Microsoft to adopt international cloud privacy standard
Microsoft says it has become the first major cloud provider to adopt ISO/IEC 27018, the first international standard for cloud privacy.
The standard was published by the International Organisation for Standardisation (ISO) in July, and it aims to establish a uniform approach to protecting privacy and personal data stored in the public cloud, a hot topic of debate in light of NSA's mass surveillance and Microsoft's ongoing court case over cloud data jurisdiction.
The BSI has independently verified that Office 365, Dynamics CRM Online and Azure are aligned with code of practice for protecting PII in the public cloud, while Bureau Veritas has done the same for Microsoft Intune.
In short, the standard assures end-user that vendors, such as Microsoft, only have access to personally-identifiable information (PII) according to instructions they provided to said vendor, as well as transparency on the storage, return, transfer, deletion and use of personal information held at a data centre.

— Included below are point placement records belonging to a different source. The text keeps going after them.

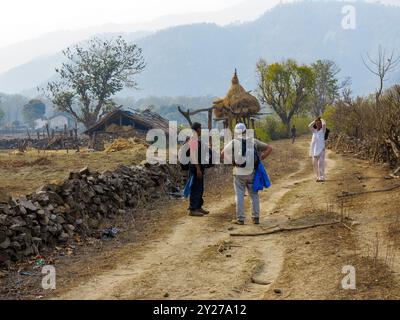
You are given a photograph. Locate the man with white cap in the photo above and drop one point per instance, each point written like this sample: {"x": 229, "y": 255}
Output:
{"x": 244, "y": 152}
{"x": 317, "y": 147}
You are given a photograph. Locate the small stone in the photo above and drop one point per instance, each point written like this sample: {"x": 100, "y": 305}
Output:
{"x": 5, "y": 244}
{"x": 27, "y": 204}
{"x": 63, "y": 237}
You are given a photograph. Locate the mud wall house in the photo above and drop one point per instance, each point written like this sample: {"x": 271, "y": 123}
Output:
{"x": 60, "y": 121}
{"x": 126, "y": 124}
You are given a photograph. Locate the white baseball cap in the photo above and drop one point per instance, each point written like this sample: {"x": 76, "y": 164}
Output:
{"x": 240, "y": 128}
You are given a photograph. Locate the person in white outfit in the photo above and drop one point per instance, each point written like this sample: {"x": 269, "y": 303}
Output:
{"x": 317, "y": 149}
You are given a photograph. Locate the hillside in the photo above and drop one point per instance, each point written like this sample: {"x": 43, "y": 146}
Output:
{"x": 199, "y": 59}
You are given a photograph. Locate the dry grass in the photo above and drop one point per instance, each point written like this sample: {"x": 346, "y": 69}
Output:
{"x": 23, "y": 173}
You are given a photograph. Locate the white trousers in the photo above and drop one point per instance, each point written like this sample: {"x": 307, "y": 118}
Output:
{"x": 319, "y": 165}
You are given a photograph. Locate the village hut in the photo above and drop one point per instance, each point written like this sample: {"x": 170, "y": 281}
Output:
{"x": 238, "y": 104}
{"x": 124, "y": 124}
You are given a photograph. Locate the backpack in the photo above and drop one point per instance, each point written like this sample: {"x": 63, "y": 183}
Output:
{"x": 244, "y": 151}
{"x": 327, "y": 131}
{"x": 184, "y": 167}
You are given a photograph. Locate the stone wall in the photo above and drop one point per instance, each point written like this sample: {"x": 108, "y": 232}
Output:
{"x": 55, "y": 213}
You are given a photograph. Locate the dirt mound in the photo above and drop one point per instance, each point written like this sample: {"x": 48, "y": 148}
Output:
{"x": 42, "y": 161}
{"x": 114, "y": 128}
{"x": 121, "y": 144}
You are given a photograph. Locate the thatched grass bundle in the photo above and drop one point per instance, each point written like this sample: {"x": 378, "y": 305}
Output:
{"x": 237, "y": 100}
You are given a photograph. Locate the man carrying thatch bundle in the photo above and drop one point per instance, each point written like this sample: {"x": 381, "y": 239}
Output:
{"x": 247, "y": 174}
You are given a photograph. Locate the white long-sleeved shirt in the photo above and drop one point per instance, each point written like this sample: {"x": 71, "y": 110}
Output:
{"x": 318, "y": 139}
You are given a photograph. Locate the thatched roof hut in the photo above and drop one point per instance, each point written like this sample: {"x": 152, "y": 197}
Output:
{"x": 237, "y": 103}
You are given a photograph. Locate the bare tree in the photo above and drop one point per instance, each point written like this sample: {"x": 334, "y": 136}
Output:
{"x": 381, "y": 66}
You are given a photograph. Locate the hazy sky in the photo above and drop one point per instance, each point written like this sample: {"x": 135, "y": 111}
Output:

Furthermore, the standard stipulates that these personal details are not used for advertising purposes, users are informed when third-parties have seen it, and strong security safeguards are in place at all times.
Crucially, Microsoft adds that the standard will also require CSPs to notify customers and keep clear records on security incidents in the event of a breach, while also requiring end-users to be kept in the loop when law enforcement requires access to their data.
On the latter, Microsoft said of its intentions: “We inform you about government access to data. The standard requires that law enforcement requests for disclosure of personally identifiable data must be disclosed to you as an enterprise customer, unless this disclosure is prohibited by law. We've already adhered to this approach (and more), and adoption of the standard reinforces this commitment.”
In a blog post, Microsoft general counsel Brad Smith said that the firm's adherence to the standard could rebuild trust in the firm, which took a hit – especially on its services in the cloud – shortly after the Snowden revelations broke.
“As we've said before, customers will only use services that they trust. The validation that we've adopted this standard is further evidence of our commitment to protect the privacy of our customers online,” said Smith.